After the army leaves, Wang Lung repairs the house. The pregnant slave girl gives birth to a girl. Wang Lung arranges a marriage for her with the blubbering laborer who caused Ching's death.

Wang Lung's two elder sons and their wives continue to bicker. His third son declares he wants to be a soldier, but Wang Lung dismisses the idea as a disgrace to the family. He suggests arranging a marriage for this son or letting him have a slave. His son is disgusted, saying the only fair slave is Pear Blossom. Wang Lung becomes jealous and demands his son "keep off the slaves."

Analysis

This chapter provides another illustration about the poor treatment of women during this period in China, with the slave girl giving birth to a girl. A girl merits no special treatment. But if the child had been a boy, Wang Lung would have had to give the slave a place in his family. Wang Lung shows honor by rewarding her "sacrifice" with an arranged marriage to the blubbering laborer. For the first time in "half a lifetime," this makes him think of O-lan.

The blubbering laborer comes for the slave. Then it seems to Wang Lung "that now his life was rounded off and he had done all that he said ... and more." Wang Lung has come full circle, and he wishes now only to have his peace.

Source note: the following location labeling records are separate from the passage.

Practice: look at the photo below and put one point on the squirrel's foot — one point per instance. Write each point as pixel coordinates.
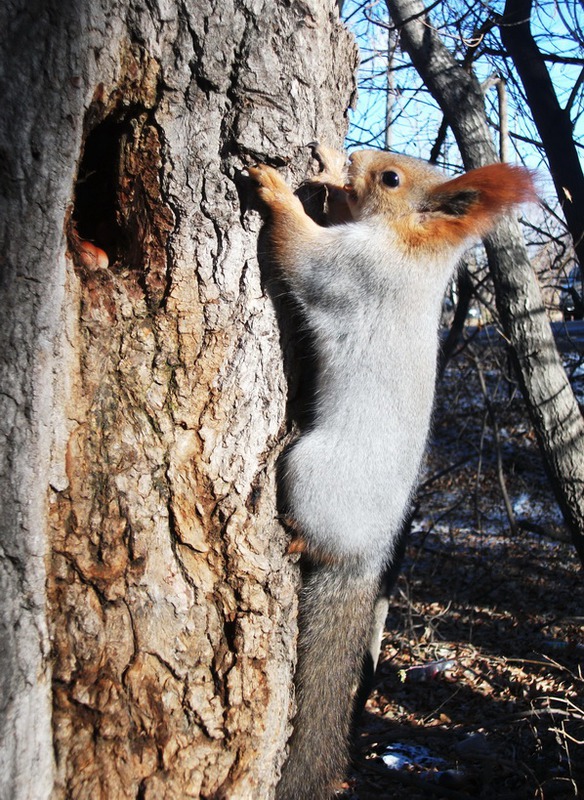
(273, 189)
(333, 165)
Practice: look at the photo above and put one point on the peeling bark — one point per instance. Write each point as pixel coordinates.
(148, 636)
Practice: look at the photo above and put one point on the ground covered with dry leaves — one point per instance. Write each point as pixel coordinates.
(480, 688)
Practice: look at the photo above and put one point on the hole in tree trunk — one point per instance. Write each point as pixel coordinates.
(95, 211)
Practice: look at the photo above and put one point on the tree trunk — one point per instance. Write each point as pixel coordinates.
(148, 620)
(550, 400)
(553, 123)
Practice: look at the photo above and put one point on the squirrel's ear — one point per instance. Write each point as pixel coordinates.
(468, 206)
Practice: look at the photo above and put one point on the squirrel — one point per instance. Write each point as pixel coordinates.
(371, 289)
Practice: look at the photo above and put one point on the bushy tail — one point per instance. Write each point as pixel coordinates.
(336, 607)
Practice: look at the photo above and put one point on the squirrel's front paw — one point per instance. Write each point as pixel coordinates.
(272, 187)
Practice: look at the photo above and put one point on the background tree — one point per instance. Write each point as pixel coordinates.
(457, 92)
(148, 613)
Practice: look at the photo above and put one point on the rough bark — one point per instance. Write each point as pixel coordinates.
(554, 411)
(148, 620)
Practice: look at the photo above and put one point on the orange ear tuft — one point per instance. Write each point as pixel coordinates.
(472, 202)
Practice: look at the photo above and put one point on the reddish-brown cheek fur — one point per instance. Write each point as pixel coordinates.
(499, 187)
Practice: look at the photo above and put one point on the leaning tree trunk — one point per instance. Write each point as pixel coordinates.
(148, 614)
(549, 398)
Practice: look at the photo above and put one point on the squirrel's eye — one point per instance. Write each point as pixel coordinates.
(390, 178)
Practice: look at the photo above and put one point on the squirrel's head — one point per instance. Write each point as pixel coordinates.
(387, 184)
(429, 209)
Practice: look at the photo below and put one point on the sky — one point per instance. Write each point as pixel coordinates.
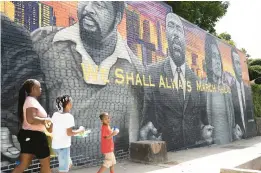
(243, 22)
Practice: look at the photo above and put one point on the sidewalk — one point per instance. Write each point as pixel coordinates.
(197, 160)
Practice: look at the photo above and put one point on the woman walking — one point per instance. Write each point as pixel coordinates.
(31, 136)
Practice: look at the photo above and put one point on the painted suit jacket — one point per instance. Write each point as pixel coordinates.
(180, 123)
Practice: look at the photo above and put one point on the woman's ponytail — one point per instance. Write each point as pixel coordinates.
(21, 100)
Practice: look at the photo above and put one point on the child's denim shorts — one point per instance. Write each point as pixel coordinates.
(64, 159)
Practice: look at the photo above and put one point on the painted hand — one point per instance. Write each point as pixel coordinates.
(206, 133)
(237, 133)
(149, 132)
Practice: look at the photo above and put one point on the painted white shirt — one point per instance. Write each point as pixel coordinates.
(101, 71)
(182, 75)
(241, 93)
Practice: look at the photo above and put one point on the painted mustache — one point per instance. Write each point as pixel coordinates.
(89, 20)
(176, 44)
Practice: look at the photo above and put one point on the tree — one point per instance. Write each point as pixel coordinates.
(245, 52)
(227, 38)
(254, 69)
(205, 14)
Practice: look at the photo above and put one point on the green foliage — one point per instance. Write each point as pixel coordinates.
(254, 71)
(227, 38)
(245, 52)
(256, 92)
(205, 14)
(254, 62)
(254, 68)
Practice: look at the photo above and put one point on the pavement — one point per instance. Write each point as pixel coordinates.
(197, 160)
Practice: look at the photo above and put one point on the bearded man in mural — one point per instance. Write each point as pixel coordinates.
(18, 62)
(219, 103)
(84, 61)
(176, 114)
(242, 99)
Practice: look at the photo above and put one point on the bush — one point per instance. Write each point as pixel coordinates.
(256, 92)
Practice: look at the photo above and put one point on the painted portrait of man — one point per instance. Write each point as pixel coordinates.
(18, 62)
(175, 115)
(242, 99)
(219, 103)
(81, 61)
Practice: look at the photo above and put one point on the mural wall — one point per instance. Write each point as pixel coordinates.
(159, 76)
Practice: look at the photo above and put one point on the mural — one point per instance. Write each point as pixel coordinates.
(159, 76)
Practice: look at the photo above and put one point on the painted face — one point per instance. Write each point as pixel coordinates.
(96, 18)
(216, 61)
(237, 65)
(106, 119)
(176, 38)
(37, 90)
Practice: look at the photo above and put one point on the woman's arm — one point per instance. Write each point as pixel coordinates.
(32, 118)
(114, 133)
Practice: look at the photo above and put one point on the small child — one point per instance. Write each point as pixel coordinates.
(107, 145)
(63, 122)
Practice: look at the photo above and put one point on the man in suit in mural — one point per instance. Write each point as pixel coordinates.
(219, 102)
(242, 99)
(18, 62)
(174, 113)
(82, 61)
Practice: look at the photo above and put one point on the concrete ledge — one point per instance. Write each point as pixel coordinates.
(149, 152)
(252, 166)
(238, 170)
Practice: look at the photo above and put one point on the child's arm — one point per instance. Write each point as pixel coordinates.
(50, 129)
(71, 132)
(114, 133)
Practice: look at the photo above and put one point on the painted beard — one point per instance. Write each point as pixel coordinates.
(176, 51)
(87, 23)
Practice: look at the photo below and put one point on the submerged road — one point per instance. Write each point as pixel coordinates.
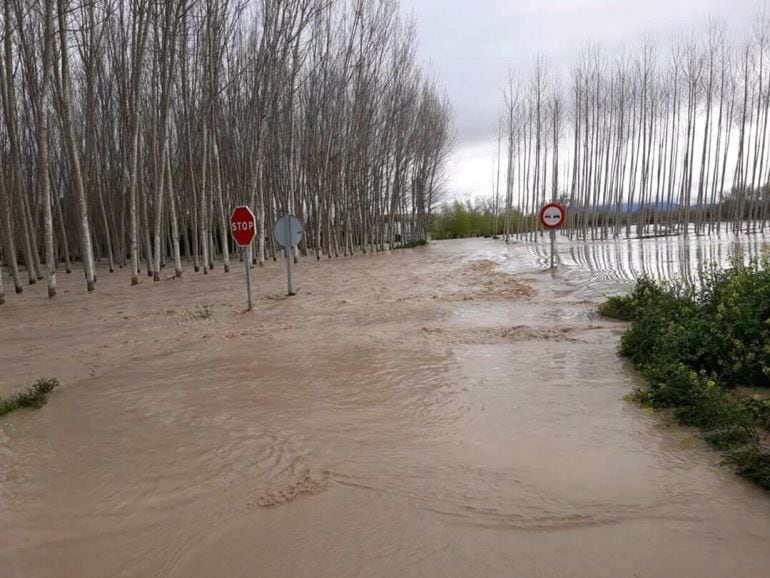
(452, 410)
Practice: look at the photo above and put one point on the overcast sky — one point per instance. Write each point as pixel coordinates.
(470, 45)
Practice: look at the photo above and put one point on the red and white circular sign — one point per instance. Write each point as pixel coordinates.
(243, 225)
(552, 216)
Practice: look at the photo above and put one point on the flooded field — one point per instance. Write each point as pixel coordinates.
(454, 410)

Of course peace is not so easily won, and Wang Lung has troubles with his children. His third son is especially troublesome, declaring his "wish for glory" and fervor for wars. He explains to his father, "There is to be a revolution ... and our land is to be free!" This is the rhetoric he has acquired from the (most likely) Communist soldiers who had stayed in Wang Lung's house. The Communist Party started in 1921, and this scene most likely takes place in the late 1920s. The Communists would not officially take over in China until 1949, long after Buck wrote and published The Good Earth.